<This weeks Barrons> Ten to Trust -- Cover Story
Microsoft MoneyCentral again heads our annual list of the Top 10 investor Websites, compiled from rankings in five basic categories.
No. 1 Microsoft MoneyCentral (moneycentral.msn.com). No. 2 Quicken.com (www.quicken. com). No. 3 America Online looks better, works better and offers more tools than ever. No. 4 Yahoo Finance (quote.yahoo.com). No. 5 CBS MarketWatch (cbs.marketwatch.com). No. 6 Morningstar (www.morningstar.com). No. 7 TheStreet.com (www.thestreet.com). No. 8 CNNfn (www.cnnfn.com). No. 10 The Motley Fool (www.fool. com).
No. 9 Silicon Investor (www.siliconinvestor.com). Who'd have thought a site that began life as a giant message board for investors would flesh out enough to hit our Top 10 supersites once again? Silicon Investor has made substantial changes over the last year, and if we were giving an award for the Most Improved, this would be it.
First, there's a streaming real-time portfolio. SI was not the first to introduce this feature at no cost, but it's a feather in their cap. The site has also bulked up its research department, adding resources like institutional holdings, mutual-fund information from Morningstar and the audio/video company news that sites seem compelled to start offering. Silicon Investor is also available on the Palm VII wireless hand-held now, which is a more useful feature at this point.
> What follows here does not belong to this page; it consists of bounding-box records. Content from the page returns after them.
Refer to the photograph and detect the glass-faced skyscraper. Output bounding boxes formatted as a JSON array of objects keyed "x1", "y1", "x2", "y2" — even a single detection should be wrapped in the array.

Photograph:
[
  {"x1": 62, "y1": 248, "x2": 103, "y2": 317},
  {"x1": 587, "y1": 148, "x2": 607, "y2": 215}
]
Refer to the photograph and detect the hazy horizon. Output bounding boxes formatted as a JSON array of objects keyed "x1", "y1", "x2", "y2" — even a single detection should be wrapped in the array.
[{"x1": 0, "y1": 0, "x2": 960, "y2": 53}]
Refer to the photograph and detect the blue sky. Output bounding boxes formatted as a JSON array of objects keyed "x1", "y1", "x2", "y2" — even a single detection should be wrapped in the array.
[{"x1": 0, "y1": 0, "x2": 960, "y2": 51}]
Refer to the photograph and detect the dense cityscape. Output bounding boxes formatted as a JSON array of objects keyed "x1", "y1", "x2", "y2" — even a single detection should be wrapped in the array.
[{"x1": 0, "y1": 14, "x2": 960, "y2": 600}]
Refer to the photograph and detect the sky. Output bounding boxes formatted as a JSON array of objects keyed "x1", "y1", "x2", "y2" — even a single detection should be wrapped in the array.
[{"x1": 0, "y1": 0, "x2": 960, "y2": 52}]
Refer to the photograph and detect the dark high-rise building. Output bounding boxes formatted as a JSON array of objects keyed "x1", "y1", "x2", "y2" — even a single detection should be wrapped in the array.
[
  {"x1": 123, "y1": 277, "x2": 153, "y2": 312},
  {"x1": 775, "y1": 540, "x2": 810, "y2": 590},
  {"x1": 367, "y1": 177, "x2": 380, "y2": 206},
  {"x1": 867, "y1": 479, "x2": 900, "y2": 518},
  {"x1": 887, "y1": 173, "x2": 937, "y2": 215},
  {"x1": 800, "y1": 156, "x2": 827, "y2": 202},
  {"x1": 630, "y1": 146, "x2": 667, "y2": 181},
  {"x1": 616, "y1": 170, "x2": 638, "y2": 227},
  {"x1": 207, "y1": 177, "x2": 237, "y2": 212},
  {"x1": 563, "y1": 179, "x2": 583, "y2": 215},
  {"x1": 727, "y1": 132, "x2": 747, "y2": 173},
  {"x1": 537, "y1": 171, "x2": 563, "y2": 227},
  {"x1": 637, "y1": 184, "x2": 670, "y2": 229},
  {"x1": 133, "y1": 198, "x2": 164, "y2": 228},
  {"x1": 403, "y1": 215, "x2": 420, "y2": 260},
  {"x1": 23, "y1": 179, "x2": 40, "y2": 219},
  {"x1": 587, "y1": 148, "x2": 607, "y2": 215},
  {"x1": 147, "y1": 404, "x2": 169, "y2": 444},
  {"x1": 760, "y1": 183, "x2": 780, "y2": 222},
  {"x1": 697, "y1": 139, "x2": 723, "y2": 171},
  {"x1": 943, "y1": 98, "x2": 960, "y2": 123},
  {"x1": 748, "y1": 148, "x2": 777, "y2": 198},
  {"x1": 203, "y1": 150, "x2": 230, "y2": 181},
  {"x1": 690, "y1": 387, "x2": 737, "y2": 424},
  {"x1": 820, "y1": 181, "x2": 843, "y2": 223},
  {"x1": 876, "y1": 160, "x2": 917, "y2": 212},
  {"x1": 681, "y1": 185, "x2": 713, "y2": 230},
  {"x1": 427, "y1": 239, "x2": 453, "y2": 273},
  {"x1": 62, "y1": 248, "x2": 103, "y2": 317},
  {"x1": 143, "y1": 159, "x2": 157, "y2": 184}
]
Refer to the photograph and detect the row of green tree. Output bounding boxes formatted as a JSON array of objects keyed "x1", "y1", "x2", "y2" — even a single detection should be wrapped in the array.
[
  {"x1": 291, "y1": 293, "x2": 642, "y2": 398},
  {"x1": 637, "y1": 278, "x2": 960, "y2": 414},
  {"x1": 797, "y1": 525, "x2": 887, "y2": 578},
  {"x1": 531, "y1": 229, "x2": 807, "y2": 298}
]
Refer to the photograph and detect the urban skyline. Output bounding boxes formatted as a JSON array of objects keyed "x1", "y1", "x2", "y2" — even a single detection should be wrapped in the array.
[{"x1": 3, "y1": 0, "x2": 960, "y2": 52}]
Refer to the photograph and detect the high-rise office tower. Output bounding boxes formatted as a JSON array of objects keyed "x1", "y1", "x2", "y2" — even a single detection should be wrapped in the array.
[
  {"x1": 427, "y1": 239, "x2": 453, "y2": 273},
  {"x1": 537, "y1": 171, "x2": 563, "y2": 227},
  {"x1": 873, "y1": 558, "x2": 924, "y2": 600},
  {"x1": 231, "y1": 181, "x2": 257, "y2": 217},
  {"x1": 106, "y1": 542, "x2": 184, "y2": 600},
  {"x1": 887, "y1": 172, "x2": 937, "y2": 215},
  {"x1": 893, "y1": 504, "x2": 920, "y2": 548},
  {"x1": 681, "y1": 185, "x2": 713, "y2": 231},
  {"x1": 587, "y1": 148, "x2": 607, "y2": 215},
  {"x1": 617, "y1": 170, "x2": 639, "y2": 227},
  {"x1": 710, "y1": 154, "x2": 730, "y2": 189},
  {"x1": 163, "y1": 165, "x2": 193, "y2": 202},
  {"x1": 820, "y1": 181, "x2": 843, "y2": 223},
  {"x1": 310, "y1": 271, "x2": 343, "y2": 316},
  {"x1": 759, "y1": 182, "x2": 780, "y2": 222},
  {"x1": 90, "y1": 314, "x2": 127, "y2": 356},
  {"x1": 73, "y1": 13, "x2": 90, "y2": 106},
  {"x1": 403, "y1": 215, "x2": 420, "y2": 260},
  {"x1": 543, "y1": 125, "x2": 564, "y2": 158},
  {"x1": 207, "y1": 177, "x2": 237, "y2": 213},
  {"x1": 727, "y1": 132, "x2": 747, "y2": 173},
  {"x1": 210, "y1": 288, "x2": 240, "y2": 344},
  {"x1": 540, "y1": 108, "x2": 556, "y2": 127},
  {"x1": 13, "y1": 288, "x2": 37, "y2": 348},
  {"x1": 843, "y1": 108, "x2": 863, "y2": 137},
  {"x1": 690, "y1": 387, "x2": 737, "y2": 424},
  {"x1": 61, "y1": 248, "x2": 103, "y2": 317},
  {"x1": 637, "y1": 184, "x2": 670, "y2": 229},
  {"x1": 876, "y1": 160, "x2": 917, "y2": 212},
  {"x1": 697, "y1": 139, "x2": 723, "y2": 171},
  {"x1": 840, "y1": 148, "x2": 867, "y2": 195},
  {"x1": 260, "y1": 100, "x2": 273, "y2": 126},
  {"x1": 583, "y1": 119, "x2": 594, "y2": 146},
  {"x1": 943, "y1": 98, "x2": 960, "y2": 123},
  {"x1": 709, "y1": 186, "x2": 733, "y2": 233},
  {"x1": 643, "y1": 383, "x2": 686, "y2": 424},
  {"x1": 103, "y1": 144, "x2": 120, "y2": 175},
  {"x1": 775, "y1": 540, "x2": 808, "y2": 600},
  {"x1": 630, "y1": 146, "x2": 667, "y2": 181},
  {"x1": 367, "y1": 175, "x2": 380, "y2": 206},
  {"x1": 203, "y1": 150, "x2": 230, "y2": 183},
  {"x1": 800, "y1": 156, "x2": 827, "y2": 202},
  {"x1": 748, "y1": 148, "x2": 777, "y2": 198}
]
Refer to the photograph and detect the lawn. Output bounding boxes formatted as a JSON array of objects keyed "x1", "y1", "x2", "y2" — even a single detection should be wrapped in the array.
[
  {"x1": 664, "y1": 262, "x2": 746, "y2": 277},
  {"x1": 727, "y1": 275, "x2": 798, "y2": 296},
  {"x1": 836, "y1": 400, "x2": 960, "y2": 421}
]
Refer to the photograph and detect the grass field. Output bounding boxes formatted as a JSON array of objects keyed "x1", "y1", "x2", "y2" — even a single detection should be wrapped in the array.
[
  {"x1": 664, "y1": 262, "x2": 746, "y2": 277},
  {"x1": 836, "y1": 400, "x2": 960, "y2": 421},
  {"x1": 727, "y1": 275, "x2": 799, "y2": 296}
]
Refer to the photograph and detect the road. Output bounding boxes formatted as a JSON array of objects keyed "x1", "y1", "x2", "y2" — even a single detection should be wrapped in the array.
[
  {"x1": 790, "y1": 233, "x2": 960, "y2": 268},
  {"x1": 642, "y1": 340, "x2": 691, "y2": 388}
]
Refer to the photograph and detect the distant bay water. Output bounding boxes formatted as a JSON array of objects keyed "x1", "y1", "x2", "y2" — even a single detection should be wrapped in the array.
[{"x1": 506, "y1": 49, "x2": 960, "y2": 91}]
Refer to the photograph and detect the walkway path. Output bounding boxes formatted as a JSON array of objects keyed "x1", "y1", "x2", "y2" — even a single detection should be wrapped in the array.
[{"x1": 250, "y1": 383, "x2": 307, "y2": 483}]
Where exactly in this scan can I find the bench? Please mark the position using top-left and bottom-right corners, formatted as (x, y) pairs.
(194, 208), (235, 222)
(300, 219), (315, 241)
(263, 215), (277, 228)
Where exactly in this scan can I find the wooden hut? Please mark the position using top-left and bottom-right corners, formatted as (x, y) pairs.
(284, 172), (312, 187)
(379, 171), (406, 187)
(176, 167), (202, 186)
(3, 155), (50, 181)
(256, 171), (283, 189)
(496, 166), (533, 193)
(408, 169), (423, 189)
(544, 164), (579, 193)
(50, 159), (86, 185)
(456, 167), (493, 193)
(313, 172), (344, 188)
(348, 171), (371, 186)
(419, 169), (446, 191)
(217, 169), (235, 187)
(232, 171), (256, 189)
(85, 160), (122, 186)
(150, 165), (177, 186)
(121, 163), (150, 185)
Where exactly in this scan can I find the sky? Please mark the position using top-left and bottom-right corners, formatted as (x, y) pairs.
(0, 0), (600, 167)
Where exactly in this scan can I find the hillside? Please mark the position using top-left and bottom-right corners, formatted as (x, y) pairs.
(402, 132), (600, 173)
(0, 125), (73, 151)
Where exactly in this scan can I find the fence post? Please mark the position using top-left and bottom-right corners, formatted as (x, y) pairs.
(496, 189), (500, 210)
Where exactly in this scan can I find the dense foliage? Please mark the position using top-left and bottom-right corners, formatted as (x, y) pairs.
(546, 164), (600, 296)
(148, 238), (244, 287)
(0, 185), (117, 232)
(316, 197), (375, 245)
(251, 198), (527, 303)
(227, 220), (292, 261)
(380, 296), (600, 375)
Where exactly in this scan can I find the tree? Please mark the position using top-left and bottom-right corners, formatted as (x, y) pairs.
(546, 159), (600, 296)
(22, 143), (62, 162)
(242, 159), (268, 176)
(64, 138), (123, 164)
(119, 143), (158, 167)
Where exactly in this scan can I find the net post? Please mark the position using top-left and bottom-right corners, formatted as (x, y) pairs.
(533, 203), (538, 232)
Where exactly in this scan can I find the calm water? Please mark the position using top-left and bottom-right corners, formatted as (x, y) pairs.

The site's news coverage has also been expanded since last year. There are two dozen new news feeds, and news and editorials from sources like Red Herring and the Industry Standard. A refreshing break from the rah-rah blather comes from the Contrarian column penned by hedge-fund manager Bill Fleckenstein, whose visage and opinions have graced these pages.
Silicon Investor has built itself up in every area we evaluate to be a serious threat to those sites that keep hovering around the top. Its opening page does a better job than some of its competitors to guide to what lies within, but without overwhelming you with too many links, as Yahoo did a couple of years ago.
But at the heart of it all is what's made Silicon Investor a popular gathering from the start: lively, intelligent message boards. Lots of them. SI has tweaked its discussion forum tools a bit over the last year, allowing you, for example, to ignore certain scribblers and to change your original posting. If only real life worked the same way.